Seven-year-old Chaya just had a spat with her 12-year-old brother. As a parting shot, the boy taunted his sister by telling her she was adopted. The girl, believing her brother, ran to her room, buried her head in her pillow, and began to cry. Chaya's father entered his daughter's room and explained that, although being adopted was nothing to be ashamed of, he and her mother were in fact Chaya's biological parents. She continued to sob. Her father then asked, "Have I ever told you, 'I promise'?" His daughter shook her head. "Well," continued her father, I promise that you aren't adopted." The girl immediately stopped crying, realizing that her older brother had merely taunted her.

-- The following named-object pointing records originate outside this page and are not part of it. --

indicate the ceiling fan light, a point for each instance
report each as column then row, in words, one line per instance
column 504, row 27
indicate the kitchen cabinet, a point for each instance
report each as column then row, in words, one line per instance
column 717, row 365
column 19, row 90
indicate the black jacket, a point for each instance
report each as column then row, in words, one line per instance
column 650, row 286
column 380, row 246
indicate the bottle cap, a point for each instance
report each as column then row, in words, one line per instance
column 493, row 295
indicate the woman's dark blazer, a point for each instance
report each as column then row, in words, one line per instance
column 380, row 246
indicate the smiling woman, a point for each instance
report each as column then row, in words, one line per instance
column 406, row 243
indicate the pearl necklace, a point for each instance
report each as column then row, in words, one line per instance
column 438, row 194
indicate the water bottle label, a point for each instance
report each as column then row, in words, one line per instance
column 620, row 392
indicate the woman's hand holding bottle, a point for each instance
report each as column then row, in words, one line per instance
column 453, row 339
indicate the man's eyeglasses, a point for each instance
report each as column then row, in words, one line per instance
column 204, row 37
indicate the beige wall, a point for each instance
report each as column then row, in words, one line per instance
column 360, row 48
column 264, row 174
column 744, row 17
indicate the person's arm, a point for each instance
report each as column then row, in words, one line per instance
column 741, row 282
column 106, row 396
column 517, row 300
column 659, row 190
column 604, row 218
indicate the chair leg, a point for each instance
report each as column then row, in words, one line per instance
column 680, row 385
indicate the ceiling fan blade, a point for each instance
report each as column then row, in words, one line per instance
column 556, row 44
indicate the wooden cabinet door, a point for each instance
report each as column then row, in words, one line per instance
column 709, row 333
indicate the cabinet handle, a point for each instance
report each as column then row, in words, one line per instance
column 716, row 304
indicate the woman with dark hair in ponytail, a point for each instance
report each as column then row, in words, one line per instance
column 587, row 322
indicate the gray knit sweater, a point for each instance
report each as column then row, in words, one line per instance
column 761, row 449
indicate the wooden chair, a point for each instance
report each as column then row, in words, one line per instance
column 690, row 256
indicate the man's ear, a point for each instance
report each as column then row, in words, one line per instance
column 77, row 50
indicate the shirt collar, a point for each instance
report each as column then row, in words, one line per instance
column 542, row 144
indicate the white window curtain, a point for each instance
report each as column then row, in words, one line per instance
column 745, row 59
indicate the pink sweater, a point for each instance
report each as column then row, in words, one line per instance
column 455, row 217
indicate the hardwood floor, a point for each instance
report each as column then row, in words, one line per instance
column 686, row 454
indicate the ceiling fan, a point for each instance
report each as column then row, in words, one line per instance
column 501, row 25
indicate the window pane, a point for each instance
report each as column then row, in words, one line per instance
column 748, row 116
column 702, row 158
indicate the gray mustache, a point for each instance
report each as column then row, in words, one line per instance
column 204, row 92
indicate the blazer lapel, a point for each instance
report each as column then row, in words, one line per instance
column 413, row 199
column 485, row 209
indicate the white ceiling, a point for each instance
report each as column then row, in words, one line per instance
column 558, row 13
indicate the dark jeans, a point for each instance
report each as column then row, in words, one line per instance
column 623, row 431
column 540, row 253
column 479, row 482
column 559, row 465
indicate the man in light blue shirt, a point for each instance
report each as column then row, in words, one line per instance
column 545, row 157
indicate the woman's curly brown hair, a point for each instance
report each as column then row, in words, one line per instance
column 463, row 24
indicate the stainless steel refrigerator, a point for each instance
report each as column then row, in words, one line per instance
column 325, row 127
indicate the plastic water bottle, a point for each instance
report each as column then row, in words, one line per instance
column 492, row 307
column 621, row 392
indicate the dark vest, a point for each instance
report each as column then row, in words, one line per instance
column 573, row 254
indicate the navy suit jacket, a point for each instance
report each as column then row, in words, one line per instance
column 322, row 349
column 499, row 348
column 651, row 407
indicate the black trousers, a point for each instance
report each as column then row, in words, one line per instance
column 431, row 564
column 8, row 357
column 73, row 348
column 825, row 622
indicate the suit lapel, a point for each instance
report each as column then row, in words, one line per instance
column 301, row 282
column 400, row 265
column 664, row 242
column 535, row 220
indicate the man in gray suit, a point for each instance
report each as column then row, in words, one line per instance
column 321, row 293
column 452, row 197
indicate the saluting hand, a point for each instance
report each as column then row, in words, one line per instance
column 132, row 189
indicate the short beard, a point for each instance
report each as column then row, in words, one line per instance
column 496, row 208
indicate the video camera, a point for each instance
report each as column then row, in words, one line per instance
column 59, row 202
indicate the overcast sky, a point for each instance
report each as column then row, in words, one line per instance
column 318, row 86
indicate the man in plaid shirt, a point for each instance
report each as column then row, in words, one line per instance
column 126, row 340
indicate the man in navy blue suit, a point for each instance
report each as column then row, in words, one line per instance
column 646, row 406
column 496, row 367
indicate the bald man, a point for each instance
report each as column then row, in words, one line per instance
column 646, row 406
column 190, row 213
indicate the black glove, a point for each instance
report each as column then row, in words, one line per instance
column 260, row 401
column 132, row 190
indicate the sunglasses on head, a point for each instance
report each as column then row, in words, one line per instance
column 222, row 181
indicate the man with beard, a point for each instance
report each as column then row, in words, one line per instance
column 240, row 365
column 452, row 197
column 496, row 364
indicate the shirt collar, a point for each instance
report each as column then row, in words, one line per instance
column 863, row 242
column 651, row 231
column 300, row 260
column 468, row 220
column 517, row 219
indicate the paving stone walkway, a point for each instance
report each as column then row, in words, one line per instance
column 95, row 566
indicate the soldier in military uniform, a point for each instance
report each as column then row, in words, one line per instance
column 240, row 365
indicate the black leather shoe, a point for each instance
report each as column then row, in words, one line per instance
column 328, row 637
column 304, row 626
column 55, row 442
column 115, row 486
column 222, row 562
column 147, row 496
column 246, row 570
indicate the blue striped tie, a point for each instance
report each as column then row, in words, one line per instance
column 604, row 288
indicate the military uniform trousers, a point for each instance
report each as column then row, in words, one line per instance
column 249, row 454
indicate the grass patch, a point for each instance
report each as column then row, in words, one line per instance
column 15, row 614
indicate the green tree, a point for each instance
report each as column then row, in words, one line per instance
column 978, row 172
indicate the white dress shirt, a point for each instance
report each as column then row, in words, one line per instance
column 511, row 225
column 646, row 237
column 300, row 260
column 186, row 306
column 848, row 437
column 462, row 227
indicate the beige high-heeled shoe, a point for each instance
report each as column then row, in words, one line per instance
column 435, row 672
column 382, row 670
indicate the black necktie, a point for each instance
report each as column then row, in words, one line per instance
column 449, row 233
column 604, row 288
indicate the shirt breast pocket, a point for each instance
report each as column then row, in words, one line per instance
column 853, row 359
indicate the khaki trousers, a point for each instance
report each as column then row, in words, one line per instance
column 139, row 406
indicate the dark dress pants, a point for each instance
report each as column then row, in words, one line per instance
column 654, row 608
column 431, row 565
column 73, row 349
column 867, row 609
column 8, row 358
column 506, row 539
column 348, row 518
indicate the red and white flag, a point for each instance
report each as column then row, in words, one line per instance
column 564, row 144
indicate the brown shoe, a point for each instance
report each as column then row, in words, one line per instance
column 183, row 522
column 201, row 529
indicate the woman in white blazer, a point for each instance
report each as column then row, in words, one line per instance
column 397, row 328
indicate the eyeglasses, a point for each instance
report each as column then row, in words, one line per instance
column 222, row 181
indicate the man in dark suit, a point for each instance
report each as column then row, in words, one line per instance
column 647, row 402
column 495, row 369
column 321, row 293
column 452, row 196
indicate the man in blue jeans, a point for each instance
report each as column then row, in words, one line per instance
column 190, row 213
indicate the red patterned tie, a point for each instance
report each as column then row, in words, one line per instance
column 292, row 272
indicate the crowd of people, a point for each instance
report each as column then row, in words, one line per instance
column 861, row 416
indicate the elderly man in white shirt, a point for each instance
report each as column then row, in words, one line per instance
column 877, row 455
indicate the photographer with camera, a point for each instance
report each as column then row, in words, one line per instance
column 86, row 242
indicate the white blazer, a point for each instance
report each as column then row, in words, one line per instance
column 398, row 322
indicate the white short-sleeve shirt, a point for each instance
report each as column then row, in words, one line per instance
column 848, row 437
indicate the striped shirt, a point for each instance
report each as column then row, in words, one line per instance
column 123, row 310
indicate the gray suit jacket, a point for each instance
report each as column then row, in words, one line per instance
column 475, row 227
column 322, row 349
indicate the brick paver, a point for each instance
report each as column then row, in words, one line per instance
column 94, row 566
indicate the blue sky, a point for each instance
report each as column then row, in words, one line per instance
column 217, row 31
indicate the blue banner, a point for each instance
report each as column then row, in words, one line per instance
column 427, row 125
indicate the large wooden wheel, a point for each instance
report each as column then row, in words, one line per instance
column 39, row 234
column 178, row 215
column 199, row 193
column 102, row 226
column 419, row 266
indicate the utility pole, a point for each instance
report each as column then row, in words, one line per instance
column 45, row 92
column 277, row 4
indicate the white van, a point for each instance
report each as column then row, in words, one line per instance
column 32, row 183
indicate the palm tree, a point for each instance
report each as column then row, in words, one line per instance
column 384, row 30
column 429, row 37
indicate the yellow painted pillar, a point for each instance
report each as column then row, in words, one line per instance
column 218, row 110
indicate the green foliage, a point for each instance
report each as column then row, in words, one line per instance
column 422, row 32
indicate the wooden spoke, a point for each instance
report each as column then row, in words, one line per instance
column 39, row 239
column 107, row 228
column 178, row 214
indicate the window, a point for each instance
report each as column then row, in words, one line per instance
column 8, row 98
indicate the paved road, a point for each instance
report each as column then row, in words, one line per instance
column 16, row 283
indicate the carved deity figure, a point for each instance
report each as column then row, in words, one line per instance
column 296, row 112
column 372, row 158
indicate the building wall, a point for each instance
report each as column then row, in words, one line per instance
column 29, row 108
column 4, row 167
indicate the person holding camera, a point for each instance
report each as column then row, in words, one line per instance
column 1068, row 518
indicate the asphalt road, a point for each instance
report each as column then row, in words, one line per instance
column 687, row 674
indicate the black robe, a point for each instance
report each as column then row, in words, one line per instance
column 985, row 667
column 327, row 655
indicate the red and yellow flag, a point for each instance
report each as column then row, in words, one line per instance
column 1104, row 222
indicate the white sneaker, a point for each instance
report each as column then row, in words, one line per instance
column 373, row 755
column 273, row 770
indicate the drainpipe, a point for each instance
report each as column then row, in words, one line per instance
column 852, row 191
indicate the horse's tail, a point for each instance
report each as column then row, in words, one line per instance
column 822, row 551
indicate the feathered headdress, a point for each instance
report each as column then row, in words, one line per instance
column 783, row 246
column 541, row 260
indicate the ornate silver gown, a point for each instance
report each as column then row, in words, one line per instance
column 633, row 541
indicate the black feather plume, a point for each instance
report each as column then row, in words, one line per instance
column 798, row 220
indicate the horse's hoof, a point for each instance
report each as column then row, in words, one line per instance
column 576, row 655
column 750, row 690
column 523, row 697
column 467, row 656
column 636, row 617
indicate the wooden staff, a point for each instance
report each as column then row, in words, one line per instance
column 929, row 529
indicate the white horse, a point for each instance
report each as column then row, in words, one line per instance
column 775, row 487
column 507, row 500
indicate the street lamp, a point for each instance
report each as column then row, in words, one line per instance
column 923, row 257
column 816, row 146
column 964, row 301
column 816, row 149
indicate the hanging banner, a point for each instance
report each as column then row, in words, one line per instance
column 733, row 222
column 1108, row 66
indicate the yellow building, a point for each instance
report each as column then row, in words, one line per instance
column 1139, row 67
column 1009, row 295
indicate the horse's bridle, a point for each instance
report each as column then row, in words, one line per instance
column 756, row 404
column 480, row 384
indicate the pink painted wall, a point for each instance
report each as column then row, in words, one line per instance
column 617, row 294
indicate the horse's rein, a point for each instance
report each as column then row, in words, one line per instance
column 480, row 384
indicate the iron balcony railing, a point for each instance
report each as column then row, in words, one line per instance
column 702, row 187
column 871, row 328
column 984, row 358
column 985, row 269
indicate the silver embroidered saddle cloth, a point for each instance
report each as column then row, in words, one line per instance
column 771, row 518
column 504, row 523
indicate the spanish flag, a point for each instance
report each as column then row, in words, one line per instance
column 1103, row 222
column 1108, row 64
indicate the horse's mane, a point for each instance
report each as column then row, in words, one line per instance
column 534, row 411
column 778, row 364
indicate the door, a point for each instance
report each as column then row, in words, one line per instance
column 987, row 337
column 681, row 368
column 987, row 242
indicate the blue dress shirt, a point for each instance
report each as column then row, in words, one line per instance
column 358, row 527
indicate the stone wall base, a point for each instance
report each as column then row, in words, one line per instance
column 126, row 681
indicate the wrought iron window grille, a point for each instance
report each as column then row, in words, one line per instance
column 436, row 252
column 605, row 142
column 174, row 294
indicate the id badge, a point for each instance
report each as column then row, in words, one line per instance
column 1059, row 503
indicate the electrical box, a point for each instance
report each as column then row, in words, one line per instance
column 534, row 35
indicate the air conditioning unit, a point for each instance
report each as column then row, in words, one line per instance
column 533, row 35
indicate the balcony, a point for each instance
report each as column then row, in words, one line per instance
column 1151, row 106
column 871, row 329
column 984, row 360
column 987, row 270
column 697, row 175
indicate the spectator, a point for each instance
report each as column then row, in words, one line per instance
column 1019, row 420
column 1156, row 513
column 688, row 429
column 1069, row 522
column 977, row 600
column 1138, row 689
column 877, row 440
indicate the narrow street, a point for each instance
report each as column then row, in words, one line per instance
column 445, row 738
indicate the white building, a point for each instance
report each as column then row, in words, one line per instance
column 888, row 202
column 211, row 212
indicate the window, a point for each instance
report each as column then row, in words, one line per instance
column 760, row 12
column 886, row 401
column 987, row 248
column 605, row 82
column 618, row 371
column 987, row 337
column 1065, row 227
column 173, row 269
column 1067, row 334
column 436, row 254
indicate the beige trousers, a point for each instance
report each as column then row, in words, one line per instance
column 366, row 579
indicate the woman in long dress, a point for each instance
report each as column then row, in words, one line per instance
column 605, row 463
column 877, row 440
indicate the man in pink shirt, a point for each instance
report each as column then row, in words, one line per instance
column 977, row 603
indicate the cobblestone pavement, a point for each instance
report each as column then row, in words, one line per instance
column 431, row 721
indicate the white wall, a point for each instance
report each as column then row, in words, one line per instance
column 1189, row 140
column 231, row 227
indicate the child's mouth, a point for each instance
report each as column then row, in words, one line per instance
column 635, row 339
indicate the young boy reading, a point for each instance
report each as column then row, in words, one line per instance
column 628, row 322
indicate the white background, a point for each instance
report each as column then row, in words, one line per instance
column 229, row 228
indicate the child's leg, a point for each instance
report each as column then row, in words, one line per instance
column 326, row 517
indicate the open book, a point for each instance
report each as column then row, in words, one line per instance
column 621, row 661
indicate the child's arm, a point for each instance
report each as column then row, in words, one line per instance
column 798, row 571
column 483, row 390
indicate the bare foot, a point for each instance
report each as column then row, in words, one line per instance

Had this father used the words "I promise" in non-emergencies, this incident would not have been so quickly resolved. Build trust by saying, "I will try," and following through, but don't promise. The Talmud (Succah 46b) itself warns against breaking promises made to children. In addition, to be totally honest with your children you must role-model this by never breaking a promise to them.

A promise is like a shout: Use it sparingly, if ever, in order that it be effective in the rare situation where it is appropriate.

Your Most Important Guest

Another good piece of advice is to "schedule" your child in your datebook. After all, he is at least as important as your other appointments. Small chunks of time can be used to plan longer sessions, which of course can also be scheduled.

The following true story brings this idea into focus:

Well-known, busy Rabbi N. was once sitting and talking with his son Shmuel when an unexpected visitor arrived to see him. Rabbi N. replied, within earshot of his child, that he was busy. As he escorted his guest to the door, the rabbi quietly thanked his visitor for the opportunity to show Shmuel how important he was to his father.

Everyone agrees that guests deserve special consideration. Consequently, we are attentive, responsive, and accommodating toward them. Let us remember that our children are essentially our guests, for after 20 years or so, they'll be moving out. Although we certainly don't want to spoil them, and indeed many guests love to feel like "one of the family,” and not be treated too royally, we want our children to enjoy their stay in our home -- especially since, as someone once mentioned to me, we hope one day to be invited into their homes! So give your children your attention and make them feel welcome and wanted.